After ✅ (Fixed Code):

uri = urlparse(location)

if not uri.scheme or (len(uri.scheme) == 1 and uri.scheme.isalpha()):
    # len == 1 and isalpha() catches Windows drive letters like C:\ D:\
    default_scheme = properties.get("DEFAULT_SCHEME", "file")
    default_netloc = properties.get("DEFAULT_NETLOC", "")
    return default_scheme, default_netloc, os.path.abspath(location)

The only change:

# Before ❌
if not uri.scheme:

# After ✅
if not uri.scheme or (len(uri.scheme) == 1 and uri.scheme.isalpha()):

The added condition checks if the scheme is a single alphabetic character (e.g. C, D, E)
and treats it as a Windows drive letter instead of a URL scheme.


Example

from pyiceberg.io.pyarrow import PyArrowFileIO

io = PyArrowFileIO()

# Before fix - crashed with: Unrecognized filesystem type in URI: 'c'
# After fix - works correctly
scheme, netloc, path = io.parse_location("C:\\Users\\test\\file.avro")

print(scheme)  # 'file'
print(netloc)  # ''
print(path)    # 'C:\\Users\\test\\file.avro'

Impact

This fix affects all local file operations on Windows including:

  • Reading local Iceberg tables
  • Writing local Iceberg tables
  • Any local Avro/Parquet file operations

Are these changes tested?

Yes - existing tests now pass on Windows.

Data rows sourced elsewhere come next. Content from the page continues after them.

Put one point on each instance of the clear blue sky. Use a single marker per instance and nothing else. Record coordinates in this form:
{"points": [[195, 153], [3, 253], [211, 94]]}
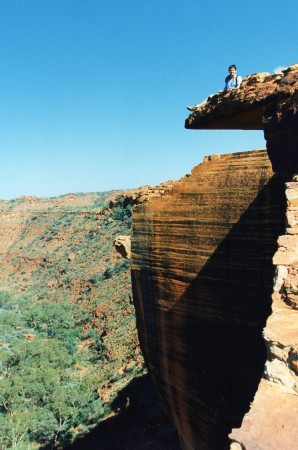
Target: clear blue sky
{"points": [[93, 93]]}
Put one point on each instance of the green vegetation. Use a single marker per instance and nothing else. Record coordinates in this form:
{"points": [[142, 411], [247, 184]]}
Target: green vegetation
{"points": [[44, 393], [67, 326]]}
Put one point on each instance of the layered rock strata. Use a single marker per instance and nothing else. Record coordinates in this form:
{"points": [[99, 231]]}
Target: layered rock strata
{"points": [[272, 420], [204, 257], [202, 281], [263, 102]]}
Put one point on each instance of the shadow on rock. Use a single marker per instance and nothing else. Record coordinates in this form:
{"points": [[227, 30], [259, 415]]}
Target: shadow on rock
{"points": [[139, 423]]}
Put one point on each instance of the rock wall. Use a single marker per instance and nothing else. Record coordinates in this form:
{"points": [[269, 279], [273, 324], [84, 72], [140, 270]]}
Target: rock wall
{"points": [[202, 281], [206, 258], [272, 420]]}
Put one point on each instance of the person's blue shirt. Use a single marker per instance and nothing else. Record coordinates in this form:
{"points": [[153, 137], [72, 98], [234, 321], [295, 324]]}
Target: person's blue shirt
{"points": [[232, 82]]}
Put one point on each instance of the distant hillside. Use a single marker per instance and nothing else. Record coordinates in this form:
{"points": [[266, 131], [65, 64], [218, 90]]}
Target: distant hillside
{"points": [[68, 340]]}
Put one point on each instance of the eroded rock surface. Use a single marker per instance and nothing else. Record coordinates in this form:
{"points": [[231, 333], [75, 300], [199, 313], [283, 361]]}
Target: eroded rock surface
{"points": [[272, 420], [263, 102], [202, 281]]}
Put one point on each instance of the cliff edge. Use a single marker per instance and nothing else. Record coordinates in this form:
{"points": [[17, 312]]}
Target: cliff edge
{"points": [[214, 260]]}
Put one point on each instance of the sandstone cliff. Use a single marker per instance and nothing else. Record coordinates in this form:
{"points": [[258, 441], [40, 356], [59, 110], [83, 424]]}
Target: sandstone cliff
{"points": [[207, 259]]}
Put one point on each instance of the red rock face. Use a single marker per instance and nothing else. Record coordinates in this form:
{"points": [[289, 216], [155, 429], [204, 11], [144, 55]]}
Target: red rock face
{"points": [[263, 102], [202, 276]]}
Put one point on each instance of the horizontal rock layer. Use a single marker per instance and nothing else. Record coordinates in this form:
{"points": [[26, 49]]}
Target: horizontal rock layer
{"points": [[202, 281], [263, 102], [272, 419]]}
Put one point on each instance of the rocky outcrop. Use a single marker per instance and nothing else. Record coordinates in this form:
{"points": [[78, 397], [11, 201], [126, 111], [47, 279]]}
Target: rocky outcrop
{"points": [[202, 279], [272, 420], [263, 102], [208, 257]]}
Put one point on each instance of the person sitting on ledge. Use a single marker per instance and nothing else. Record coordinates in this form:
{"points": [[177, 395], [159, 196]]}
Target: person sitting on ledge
{"points": [[232, 81]]}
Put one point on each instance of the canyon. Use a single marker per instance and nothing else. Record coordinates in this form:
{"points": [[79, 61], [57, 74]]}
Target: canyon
{"points": [[214, 277]]}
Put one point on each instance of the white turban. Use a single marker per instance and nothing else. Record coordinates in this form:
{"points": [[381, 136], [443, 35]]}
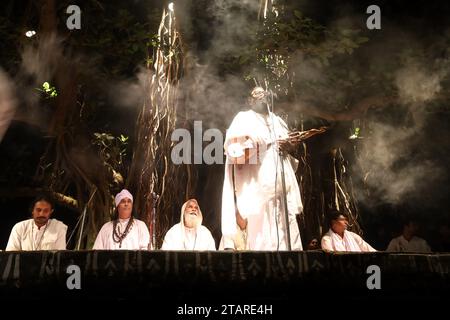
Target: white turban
{"points": [[121, 195]]}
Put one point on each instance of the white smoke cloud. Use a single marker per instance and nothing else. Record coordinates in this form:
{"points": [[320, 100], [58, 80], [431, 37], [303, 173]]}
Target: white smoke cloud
{"points": [[391, 170], [417, 83], [7, 103]]}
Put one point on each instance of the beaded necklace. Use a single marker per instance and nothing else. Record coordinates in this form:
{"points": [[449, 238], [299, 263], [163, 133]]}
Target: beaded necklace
{"points": [[117, 236], [38, 245]]}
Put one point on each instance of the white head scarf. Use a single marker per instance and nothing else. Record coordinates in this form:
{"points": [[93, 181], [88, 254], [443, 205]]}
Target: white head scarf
{"points": [[183, 208], [122, 195]]}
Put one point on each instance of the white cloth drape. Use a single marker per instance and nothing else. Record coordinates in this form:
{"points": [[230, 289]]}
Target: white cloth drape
{"points": [[259, 192]]}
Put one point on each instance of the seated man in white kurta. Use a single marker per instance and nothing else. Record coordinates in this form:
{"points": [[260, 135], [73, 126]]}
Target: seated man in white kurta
{"points": [[40, 232], [338, 238], [124, 232], [189, 233]]}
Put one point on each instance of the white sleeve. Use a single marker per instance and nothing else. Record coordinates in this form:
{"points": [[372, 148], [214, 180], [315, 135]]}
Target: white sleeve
{"points": [[14, 243], [365, 247], [60, 243], [99, 244], [326, 243], [144, 237], [211, 241], [392, 247], [168, 243]]}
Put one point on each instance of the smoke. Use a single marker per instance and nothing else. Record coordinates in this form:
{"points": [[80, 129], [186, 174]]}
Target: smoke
{"points": [[395, 168], [130, 93], [211, 99], [233, 25], [7, 103], [416, 83], [39, 62]]}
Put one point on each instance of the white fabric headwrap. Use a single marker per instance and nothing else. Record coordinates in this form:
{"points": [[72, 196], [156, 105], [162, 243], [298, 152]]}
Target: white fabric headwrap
{"points": [[121, 195]]}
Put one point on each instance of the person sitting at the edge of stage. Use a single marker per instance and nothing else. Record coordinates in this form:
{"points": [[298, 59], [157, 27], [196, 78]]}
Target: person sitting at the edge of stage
{"points": [[338, 238]]}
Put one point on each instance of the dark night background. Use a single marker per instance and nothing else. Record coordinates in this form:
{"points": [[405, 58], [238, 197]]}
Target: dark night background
{"points": [[416, 134]]}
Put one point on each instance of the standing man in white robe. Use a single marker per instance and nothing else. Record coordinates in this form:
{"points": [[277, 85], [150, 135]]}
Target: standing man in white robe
{"points": [[124, 232], [253, 197], [189, 233], [338, 238], [40, 232]]}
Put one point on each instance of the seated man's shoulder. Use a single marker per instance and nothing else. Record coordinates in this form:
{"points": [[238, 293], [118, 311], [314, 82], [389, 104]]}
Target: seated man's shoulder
{"points": [[204, 229], [59, 223]]}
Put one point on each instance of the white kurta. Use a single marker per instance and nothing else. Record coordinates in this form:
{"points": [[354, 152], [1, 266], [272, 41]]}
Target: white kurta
{"points": [[25, 235], [416, 244], [352, 242], [138, 238], [191, 239], [258, 183]]}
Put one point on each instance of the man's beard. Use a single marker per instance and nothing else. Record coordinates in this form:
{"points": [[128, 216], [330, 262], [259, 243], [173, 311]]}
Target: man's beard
{"points": [[191, 221]]}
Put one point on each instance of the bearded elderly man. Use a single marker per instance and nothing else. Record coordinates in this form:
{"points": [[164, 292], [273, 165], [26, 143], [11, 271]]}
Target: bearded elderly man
{"points": [[189, 233], [338, 238], [124, 232], [40, 232]]}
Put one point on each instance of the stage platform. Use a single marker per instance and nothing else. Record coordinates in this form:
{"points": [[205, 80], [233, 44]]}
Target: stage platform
{"points": [[221, 277]]}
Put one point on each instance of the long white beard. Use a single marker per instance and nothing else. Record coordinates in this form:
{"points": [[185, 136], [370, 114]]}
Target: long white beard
{"points": [[259, 107]]}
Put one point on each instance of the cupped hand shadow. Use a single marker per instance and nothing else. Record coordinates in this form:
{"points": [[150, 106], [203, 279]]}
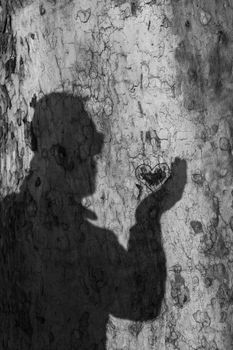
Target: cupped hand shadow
{"points": [[167, 196], [146, 277]]}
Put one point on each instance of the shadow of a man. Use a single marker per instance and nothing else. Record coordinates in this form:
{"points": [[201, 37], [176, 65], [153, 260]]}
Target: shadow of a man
{"points": [[61, 276]]}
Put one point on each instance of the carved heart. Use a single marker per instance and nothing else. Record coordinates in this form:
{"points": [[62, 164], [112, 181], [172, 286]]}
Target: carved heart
{"points": [[153, 178]]}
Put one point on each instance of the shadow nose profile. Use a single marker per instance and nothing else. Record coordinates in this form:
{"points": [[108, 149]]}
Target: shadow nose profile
{"points": [[64, 274]]}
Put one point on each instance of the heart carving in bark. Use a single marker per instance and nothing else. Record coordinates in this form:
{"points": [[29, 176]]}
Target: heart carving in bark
{"points": [[153, 178]]}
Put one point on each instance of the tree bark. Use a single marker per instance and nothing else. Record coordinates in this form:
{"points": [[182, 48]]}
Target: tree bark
{"points": [[127, 85]]}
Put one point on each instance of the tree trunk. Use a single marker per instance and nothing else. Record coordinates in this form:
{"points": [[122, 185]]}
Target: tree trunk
{"points": [[99, 248]]}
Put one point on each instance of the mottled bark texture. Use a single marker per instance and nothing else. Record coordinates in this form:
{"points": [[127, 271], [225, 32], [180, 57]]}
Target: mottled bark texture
{"points": [[90, 92]]}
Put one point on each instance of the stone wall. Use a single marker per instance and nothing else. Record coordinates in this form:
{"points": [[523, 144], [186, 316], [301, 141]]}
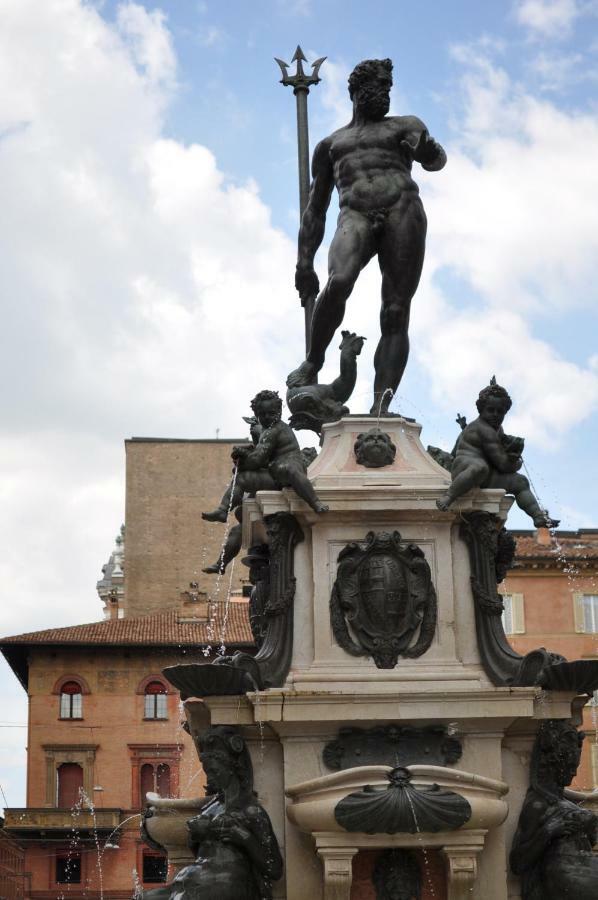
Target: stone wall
{"points": [[169, 484]]}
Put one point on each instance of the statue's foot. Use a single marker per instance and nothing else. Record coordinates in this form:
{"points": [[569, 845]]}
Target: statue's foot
{"points": [[217, 515], [544, 521], [304, 375]]}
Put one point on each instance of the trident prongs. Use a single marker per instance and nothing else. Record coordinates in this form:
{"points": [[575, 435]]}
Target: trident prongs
{"points": [[300, 81]]}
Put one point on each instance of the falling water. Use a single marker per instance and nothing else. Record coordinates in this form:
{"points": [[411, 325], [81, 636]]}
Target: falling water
{"points": [[213, 599], [224, 625], [137, 886], [384, 393]]}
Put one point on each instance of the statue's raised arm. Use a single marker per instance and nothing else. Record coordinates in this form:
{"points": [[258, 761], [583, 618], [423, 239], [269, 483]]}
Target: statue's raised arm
{"points": [[369, 161]]}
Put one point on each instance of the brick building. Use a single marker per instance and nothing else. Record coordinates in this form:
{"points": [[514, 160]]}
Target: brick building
{"points": [[551, 600]]}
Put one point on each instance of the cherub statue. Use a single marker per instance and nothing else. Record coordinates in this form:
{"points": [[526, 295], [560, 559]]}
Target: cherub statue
{"points": [[374, 448], [275, 461], [313, 404], [484, 456], [237, 854], [552, 847]]}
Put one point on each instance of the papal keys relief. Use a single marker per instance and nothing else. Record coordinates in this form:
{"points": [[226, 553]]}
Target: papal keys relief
{"points": [[383, 602]]}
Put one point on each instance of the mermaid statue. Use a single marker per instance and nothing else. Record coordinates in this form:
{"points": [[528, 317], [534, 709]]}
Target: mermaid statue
{"points": [[236, 852]]}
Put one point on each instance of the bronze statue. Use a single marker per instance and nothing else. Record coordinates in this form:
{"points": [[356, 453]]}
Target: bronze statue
{"points": [[237, 854], [552, 847], [397, 875], [273, 463], [313, 404], [374, 449], [484, 456], [369, 161]]}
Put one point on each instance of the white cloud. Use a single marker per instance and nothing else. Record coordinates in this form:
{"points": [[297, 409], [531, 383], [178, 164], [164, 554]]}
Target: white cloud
{"points": [[548, 18], [149, 40]]}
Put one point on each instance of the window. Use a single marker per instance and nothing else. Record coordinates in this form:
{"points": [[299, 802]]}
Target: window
{"points": [[154, 769], [585, 607], [71, 701], [513, 619], [155, 701], [69, 785], [155, 867], [154, 779], [68, 868]]}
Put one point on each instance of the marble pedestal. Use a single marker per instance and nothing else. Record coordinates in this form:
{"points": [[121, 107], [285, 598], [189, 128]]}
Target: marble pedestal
{"points": [[288, 727]]}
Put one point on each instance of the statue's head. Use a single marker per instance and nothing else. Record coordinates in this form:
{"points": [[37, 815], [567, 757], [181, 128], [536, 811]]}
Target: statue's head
{"points": [[369, 87], [557, 752], [374, 448], [493, 403], [224, 757], [267, 406], [397, 876]]}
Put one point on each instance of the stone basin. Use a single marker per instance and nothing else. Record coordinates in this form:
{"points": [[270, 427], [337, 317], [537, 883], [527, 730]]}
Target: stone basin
{"points": [[167, 825], [313, 803]]}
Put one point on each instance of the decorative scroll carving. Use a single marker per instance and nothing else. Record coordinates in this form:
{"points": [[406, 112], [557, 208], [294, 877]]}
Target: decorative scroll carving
{"points": [[491, 550], [402, 807], [384, 592], [374, 449], [391, 745], [552, 847], [236, 851]]}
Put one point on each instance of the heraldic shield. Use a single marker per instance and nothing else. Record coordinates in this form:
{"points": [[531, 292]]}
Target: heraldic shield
{"points": [[383, 595]]}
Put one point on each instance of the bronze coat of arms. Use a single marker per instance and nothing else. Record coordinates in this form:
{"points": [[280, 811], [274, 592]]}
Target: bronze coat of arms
{"points": [[383, 602]]}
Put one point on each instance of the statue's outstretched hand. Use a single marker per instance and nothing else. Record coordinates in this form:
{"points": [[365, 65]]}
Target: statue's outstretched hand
{"points": [[306, 282]]}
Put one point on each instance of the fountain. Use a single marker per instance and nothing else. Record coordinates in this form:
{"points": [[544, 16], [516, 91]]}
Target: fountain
{"points": [[382, 661]]}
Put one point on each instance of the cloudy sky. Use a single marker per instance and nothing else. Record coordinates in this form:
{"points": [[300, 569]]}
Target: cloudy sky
{"points": [[147, 244]]}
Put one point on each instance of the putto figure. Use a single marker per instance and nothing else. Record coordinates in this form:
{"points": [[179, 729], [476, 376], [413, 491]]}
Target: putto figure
{"points": [[484, 456], [369, 161], [275, 461], [552, 847]]}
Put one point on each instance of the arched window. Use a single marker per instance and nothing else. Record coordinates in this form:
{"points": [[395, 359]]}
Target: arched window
{"points": [[154, 779], [155, 701], [69, 785], [71, 701]]}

tests/test_avro_sanitization.py

python -m pytest tests/test_avro_sanitization.py -v
tests/test_avro_sanitization.py::test_comprehensive_field_name_sanitization  PASSED
tests/test_avro_sanitization.py::test_comprehensive_avro_compatibility        PASSED
tests/test_avro_sanitization.py::test_emoji_field_name_sanitization           PASSED

tests/io/test_pyarrow.py

python -m pytest tests/io/test_pyarrow.py::test_pyarrow_infer_local_fs_from_path -v
tests/io/test_pyarrow.py::test_pyarrow_infer_local_fs_from_path               PASSED

Are there any user-facing changes?

Yes - fixes local file access on Windows for all PyIceberg users.